The dimensions of given variables of SHM are as
Displacement, $\left[x\right]=\left[M^{0}L{T}^0\right]$
Velocity, $\left[v\right]=\left[M^{0}L{T}^{-1}\right]$
Acceleration, $\left[a\right]=\left[M^{0}L{T}^{-2}\right]$
and time period, $\left[T\right]=\left[M^0{L}^{0}T\right]$
Now, checking each option for these values for option (a)
$\frac{\left[a\right]\left[T\right]}{\left[x\right]}=\frac{\left[M^{0}L{T}^{-2}\right]}{\left[M^{0}L{T}^0\right]}=\left[M^0{L}^0{T}^{-1}\right]$
As it depends on time, so change with it.
For option (b),
$\left[a\right]\left[T\right]+2\pi \left[v\right]=\left[M^{0}L{T}^{-2}\right]\left[M^0{L}^{0}T\right]+\left[M^0{L}^0{T}^{-1}\right]$
= $\left[M^{0}L{T}^{-1}\right]$
It is also dependent on time and hence changes with it.
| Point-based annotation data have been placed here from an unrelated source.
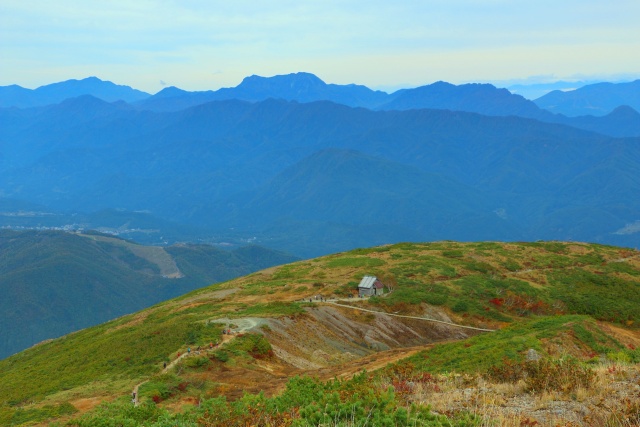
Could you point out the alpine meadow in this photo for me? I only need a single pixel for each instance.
(319, 214)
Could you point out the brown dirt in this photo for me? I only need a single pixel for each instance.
(87, 403)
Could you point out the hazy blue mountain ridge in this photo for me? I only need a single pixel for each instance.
(596, 99)
(55, 282)
(209, 165)
(17, 96)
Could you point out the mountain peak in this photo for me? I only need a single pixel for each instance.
(298, 81)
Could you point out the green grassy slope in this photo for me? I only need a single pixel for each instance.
(544, 290)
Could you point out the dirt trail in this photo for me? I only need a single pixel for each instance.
(412, 317)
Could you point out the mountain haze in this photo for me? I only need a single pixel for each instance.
(206, 166)
(55, 282)
(595, 99)
(17, 96)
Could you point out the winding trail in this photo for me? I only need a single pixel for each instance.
(412, 317)
(243, 325)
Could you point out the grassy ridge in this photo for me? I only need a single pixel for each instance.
(55, 282)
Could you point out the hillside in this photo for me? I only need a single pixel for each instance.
(54, 282)
(549, 298)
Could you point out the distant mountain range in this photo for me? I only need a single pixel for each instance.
(597, 99)
(53, 282)
(317, 177)
(17, 96)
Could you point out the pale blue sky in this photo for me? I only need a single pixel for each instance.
(200, 45)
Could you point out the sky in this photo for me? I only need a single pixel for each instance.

For option $\left(c\right)$ ,
$\frac{\left[a\right]\left[T\right]}{\left[v\right]}=\frac{\left[M^{0}L{T}^{-2}\right]\left[M^0{L}^{0}T\right]}{\left[M^{0}L{T}^{-1}\right]}=\left[M^0{L}^0{T}^0\right]$
As it is a constant having no dimension, so it does not change with time.
For option (d),
$\left[a\right]\left[t\right]+4{\pi }^2{\left[d\right]}^2=\left[M^{0}L{T}^{-2}\right]\left[M^0{L}^{0}T\right]+{\left[M^{0}L{T}^{-1}\right]}^2$
$=\left[L{T}^{-1}\right]+\left[L^2{T}^{-2}\right]$
As, the terms is dependent on time, so changes with it.
Also, it is dimensionally incorrect.
Hence, option $\left(c\right)$ is correct.